4. Revenge (Tony Scott, 1990)
Revenge is one of Tony Scott’s films that stand out in his filmography. The film is one of his most violent, dirty yet sexy, and at times, very Peckinpah influenced. Scott takes away the glam from previous films like Top Gun, Beverly Hills Cop 2 and True Romance, and leaves us with a gritty sun soaked but blood-stained thriller. The film follows retired US Navy pilot, Jay Cochran (Kevin Costner), who travels to Mexico to hang out with his successful yet corrupt businessman friend, Tibey Mendez (Anthony Quinn). That’s where he meets the beautiful Miryea (Madeleine Stowe), Tibey’s wife. As the two begin an affair, Tibey discovers this and sets out to get revenge on both of them.
The film has many plot points and turns, and much like most of Scott’s films, they never have a dull moment. The film feels sweaty, it makes the viewer anxious and the scenes unravel in the most entertaining ways. The film almost feels like a mix of Sam Peckinpah and Walter Hill, in the best of ways.
5. Cop Land (James Mangold, 1997)
Sylvester Stallone stars as Freddy Heflin, the Sheriff of Garrison, New Jersey, a town populated by New York City police officers, mainly led by Lt. Ray Donlan (Harvey Keitel). But when he discovers exactly how corrupt the town is, he forms a plan to expose the very people you’re supposed to trust. The film is written and directed by James Mangold, being one of his most personal films as he based the location on his own hometown of Washingtonville, New York, a town which most of its residents were retired or current working police officers.
The film is filled with great actors and equally great performances from Ray Liotta, Robert De Niro, Harvey Keitel, Robert Patrick, Michael Rapaport, Frank Vincent, Peter Berg, John Spencer, Cathy Moriarty and many, many more. But if there is a shining star in the film, it has to be Stallone, and not only due to his performance, but due to the fact he needed a role like this desperately. The 90’s were proving difficult for him, and with flop after flop, he needed a hit as bad as his character needed justice. It’s clear in the film, that struggle, that motivation in the third act, it’s the character but it’s also Stallone fighting back, letting the world know he’s back.

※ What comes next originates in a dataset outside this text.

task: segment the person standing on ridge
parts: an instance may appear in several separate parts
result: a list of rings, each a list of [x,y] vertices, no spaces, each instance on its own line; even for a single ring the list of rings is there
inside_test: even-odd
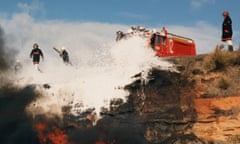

The film unfolds in exciting ways, never having a dull moment as its laced in thrilling action set pieces just as much as cleverly written dialogue heavy scenes. One of the most interesting aspects of the film is how much backstory and baggage the characters in the film not only have, but drag with them in every scene. In some scenes, the tension is so thick, it’s so awkward that its uncomfortable to watch…And that’s what makes it stand out.